"L'insolence des certitudes a un goût d'éternité"

Patricia Oszvald

extrait de "L'insolence des certitudes a un goût d'éternité" (roman, en cours d'écriture)

(...)

— Excusez-moi... cette dame attend-elle le même train que moi?

— Euh... non, Madame !, répondit poliment Pilouface.

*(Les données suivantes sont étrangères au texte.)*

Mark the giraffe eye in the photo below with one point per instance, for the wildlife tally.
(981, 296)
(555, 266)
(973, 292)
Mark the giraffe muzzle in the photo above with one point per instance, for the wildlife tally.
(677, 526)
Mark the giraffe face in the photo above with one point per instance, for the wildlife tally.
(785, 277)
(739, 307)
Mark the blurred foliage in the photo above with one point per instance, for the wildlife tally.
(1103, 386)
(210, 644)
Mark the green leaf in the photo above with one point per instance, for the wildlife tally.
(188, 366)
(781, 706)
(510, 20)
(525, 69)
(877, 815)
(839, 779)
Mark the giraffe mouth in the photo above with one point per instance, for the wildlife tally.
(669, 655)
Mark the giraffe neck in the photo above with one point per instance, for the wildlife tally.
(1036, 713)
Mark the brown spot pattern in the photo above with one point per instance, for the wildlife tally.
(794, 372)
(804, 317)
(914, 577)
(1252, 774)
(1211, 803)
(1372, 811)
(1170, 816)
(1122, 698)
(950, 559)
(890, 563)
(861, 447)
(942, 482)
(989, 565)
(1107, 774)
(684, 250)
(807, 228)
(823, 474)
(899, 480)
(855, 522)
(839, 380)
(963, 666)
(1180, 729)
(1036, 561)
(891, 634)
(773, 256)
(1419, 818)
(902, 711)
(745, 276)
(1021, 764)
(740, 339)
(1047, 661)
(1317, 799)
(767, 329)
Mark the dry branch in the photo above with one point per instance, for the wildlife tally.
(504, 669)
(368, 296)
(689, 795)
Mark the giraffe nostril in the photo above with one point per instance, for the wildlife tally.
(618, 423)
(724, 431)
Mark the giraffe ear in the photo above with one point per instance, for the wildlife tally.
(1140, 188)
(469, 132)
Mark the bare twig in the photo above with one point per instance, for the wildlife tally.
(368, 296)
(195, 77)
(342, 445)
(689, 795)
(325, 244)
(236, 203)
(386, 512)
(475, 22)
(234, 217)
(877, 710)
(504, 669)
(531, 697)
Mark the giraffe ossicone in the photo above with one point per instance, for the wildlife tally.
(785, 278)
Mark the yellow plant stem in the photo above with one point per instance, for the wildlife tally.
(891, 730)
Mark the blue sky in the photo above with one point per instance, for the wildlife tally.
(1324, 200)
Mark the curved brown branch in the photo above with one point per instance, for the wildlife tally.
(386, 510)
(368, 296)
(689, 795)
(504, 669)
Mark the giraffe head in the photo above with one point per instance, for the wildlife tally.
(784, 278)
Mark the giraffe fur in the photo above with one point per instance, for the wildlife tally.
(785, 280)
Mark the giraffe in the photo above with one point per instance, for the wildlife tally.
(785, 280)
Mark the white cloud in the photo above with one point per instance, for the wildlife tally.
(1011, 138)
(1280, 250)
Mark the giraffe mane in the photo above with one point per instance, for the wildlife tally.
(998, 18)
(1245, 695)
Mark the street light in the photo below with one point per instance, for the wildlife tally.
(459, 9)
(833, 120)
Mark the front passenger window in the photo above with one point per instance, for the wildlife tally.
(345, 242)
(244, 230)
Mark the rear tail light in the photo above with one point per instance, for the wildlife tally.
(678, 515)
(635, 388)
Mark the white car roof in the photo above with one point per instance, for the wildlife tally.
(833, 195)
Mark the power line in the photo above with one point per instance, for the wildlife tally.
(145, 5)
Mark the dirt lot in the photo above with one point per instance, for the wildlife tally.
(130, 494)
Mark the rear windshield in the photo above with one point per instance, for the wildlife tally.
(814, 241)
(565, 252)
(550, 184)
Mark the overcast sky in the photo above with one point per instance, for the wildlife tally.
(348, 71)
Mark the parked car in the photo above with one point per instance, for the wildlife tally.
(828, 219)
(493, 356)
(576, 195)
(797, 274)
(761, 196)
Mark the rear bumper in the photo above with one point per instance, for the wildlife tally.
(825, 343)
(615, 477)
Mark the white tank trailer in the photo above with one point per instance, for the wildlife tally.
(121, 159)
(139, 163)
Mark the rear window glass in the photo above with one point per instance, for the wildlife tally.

— Ah, je pensais. Voyez-vous j'attends mon mari qui doit rentrer par le prochain train et...

— Il n'y a plus de train!, l'interrompit brusquement Alexandre, les yeux rivés sur son verre. Il n'y aura plus de prochain train! Jamais!

 

Doc voulut s'avancer pour être près à intervenir en cas de besoin d'assistance médicale, mais fut retenu par le bras de Pilouface.

 

— Votre mari est tombé au champ d'honneur il y a plus de trente ans et ne reviendra pas. Il ne prendra plus jamais de train. Il est tombé au champ d'honneur et vous, vous êtes tombée au champ d'amour. C'est triste, mais c'est la vie. C'est votre vie. Il vous faut l'accepter. Jamais vous ne le reverrez. Et il y a plus de vingt ans que cette gare n'est plus une gare et que plus aucun train n'y passe. C'est triste, mais c'est ainsi. Vous ne devez plus attendre. Vous n'avez plus rien à attendre de cette gare ou d'un quelconque train qui ne cessera de ne pas arriver. Votre mari ne reviendra plus. Vous avez consacré ces trente années à votre attente, à votre amour, à votre mari. Mais votre mari n'est plus. Mais la vie, votre vie, elle est bien là, elle. Elle est là aujourd'hui, dans votre aujourd'hui et tous vos demains. Regardez bien tout autour de vous. La vie est partout. Il vous faut vous reconnecter maintenant, à votre vie. Et... vivre. Apprendre... réapprendre à vivre... sans votre mari et sans l'attente de son retour. La vie est un champ d'amour parsemé des plus belles fleurs que vous y avez plantées. Mais les champs d'amour n'ont pas de barbelés autour. Jamais. Alors, il arrive qu'au fil des saisons et des vents mauvais, ces fleurs, si belles fussent-elles, se meurent pour renaître plus loin, ailleurs, dans d'autres champs. C'est ainsi. C'est la vie. C'est ça, la vie. Vous comprenez. Maintenant, il vous faut l'admettre et vivre votre vie. Parce que d'où se trouve maintenant votre mari, paix à son âme, c'est certainement ce qu'il aurait souhaité. Il n'aurait pas pu vous savoir malheureuse et figée dans le passé. Le passé est mort, avec lui. Il ne faut pas se sacrifier. Jamais. Vivre, c'est l'ultime déclaration d'amour que vous puissiez lui faire. Alors maintenant, n'attendez plus ce train fantôme. Ouvrez les yeux... et vivez! Parce que si vous ne le faites pas, vous vous condamnez à la solitude et au malheur. Ces trente années, personne n'a le pouvoir de vous les rendre, mais vous n'avez pas le droit de vous gâcher les trente prochaines. Alors je vous le demande; ouvrez les yeux et vivez!

 

Alexandre vida alors son verre d'une traite. Le Celte ouvrit de grands yeux ébahis, gonfla les joues et plongea son regard dans le néant du vieux carrelage rouge et jaune fendillé par endroits, ne sachant trop comment les choses allaient tourner. La Gousset n'avait pas quitté Alexandre des yeux, encaissant stoïquement chaque mot. Enfin, elle tourna son regard vert-de-grisé vers le Doc et Pilouface. Elle glissa ensuite vers eux en contournant l'immense zinc de chêne et de cuivre. Arrivée à leur hauteur, elle posa délicatement sa main sur l'avant-bras du Doc qu'il recouvrit aussitôt de la sienne, pensant qu'il s'agissait-là d'un appel à quelque secours, sinon médical à tout le moins moral.

 

— Quel pauvre garçon! Si ce n'est pas malheureux; il me fait de la peine! Il doit être bien malheureux pour avoir perdu tout espoir comme ça! Il faudrait peut-être que vous fassiez quelque chose pour lui, Doc. Il doit bien y avoir un remède pour soulager sa peine. Je suis tellement triste pour lui... Être si jeune et être à ce point désespéré... cela ne devrait pas être permis... Bon, je repasserai plus tard, au prochain train; j'ai encore dû me tromper d'horaire! A mon âge, j'ai bien peur que ma mémoire ne me joue des tours!